Given the protein's transmembrane nature, it could potentially function in nutrient transport or signaling processes related to metabolic adaptation to bamboo consumption.

How can UPF0767 protein C1orf212 homolog be utilized in developing immunological biomarkers for monitoring giant panda health?

Building on the transcriptomic evidence showing age-related changes in immune gene expression in giant pandas , UPF0767 protein C1orf212 homolog could potentially serve as part of a biomarker panel for monitoring health and immunological status. A comprehensive approach would include:

• Longitudinal expression profiling: Monitor protein levels in blood samples from pandas of various ages and health statuses to establish baseline expression patterns and identify correlations with health parameters.

• Multi-biomarker panel development: Integrate with known immune hub genes (ISG15, STAT1, IRF7, DDX58) to create a comprehensive immunological assessment panel.

• Antibody development methodology:

  • Generate monoclonal antibodies against specific epitopes of UPF0767 protein C1orf212 homolog

  • Validate antibody specificity using Western blot against recombinant protein

  • Develop ELISA or other immunoassay platforms for quantitative detection

• Clinical validation process:

  • Correlate biomarker levels with comprehensive health assessments

  • Establish reference ranges across different age groups

  • Determine sensitivity and specificity for detecting disease states

  • Validate in multiple panda populations

This approach would require close collaboration between molecular biologists, veterinarians, and conservation biologists to translate laboratory findings into practical monitoring tools.

What are the challenges and solutions for structural determination of this transmembrane protein?

Structural determination of transmembrane proteins like UPF0767 protein C1orf212 homolog presents significant challenges requiring specialized methodologies:

For this 92-amino acid transmembrane protein, NMR spectroscopy may be particularly suitable given the relatively small size.
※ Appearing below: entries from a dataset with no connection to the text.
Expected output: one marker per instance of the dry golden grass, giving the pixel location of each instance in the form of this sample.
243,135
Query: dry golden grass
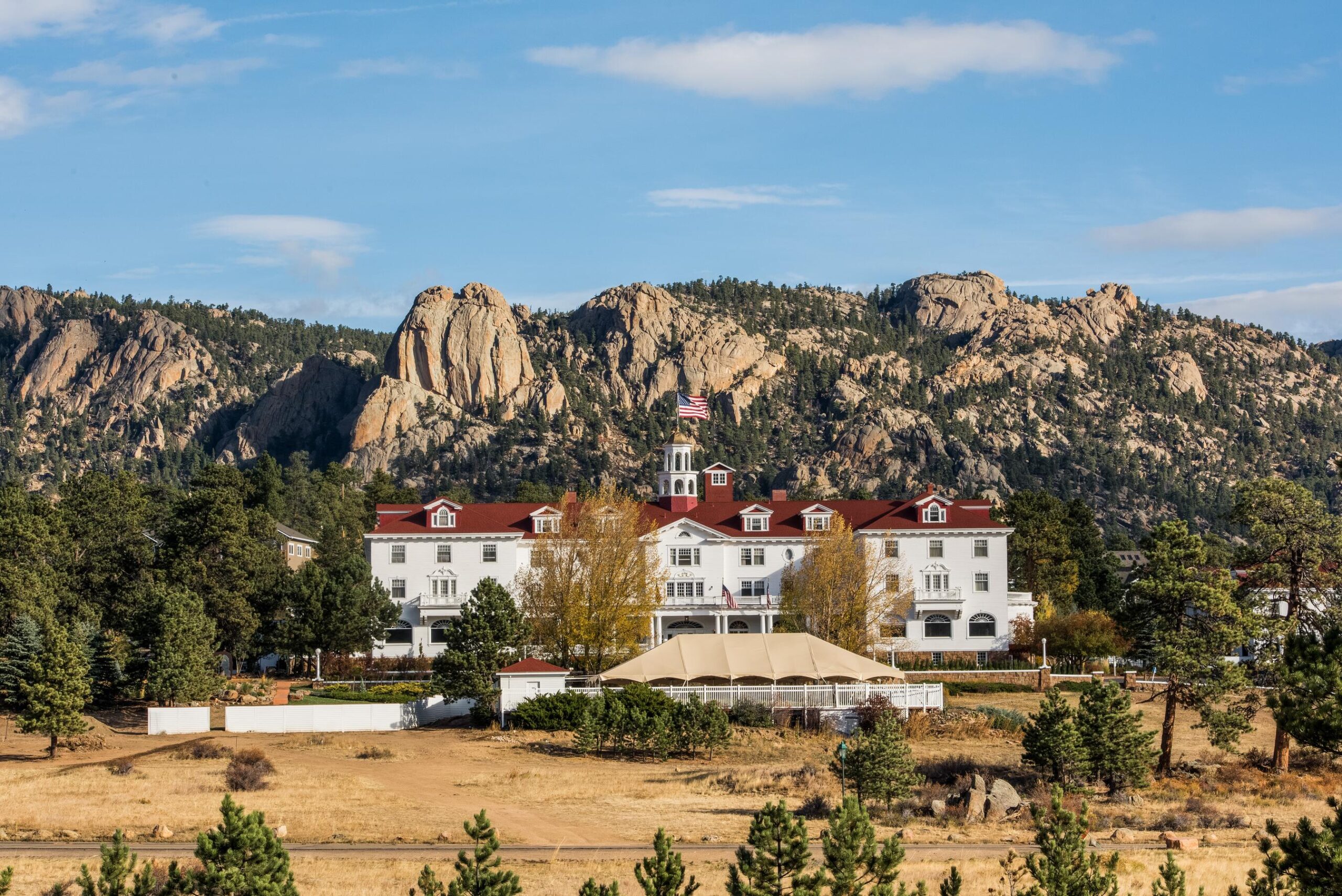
327,876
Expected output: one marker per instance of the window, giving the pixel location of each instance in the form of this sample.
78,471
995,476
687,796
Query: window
685,588
685,556
937,625
983,625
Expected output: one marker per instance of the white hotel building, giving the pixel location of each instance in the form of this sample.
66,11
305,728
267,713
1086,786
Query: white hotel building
952,552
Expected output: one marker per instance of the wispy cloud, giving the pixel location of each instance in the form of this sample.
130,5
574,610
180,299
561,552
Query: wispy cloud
1293,75
740,196
403,68
862,59
1215,230
112,74
313,247
1312,311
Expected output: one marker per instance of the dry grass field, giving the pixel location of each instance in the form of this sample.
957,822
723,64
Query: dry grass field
538,792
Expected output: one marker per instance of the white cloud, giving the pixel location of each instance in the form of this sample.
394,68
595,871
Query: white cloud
33,18
315,247
1212,230
1312,311
414,68
737,196
862,59
111,74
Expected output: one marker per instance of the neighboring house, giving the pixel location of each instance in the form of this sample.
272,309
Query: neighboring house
296,546
722,561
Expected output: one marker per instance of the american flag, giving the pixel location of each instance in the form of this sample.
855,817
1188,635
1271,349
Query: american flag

Expression with isotope labeling (15N, 13C) in minimal media would be required for structural determination by NMR. Alternatively, computational approaches using AlphaFold2 or RoseTTAFold could provide initial structural models to guide experimental design.

What are the most promising future research directions for UPF0767 protein C1orf212 homolog?

Based on current understanding and technical capabilities, several high-priority research directions emerge:

• Comprehensive functional characterization: Employing CRISPR-Cas9 gene editing in relevant cell models to determine essential functions and pathway involvement.

• Integration with giant panda conservation research: Correlating protein expression with health parameters in captive and wild populations to develop monitoring tools.

• Structural biology advances: Determining three-dimensional structure to enable structure-based functional predictions and evolutionary analysis.

• Developmental biology perspectives: Investigating expression patterns throughout different life stages to identify potential roles in growth and development.

• Comparative immunology: Examining potential immunological functions in the context of age-related changes in giant panda immune systems .

Each of these directions requires interdisciplinary collaboration between molecular biologists, conservation scientists, structural biologists, and wildlife veterinarians to advance our understanding of this protein and its potential significance in giant panda biology.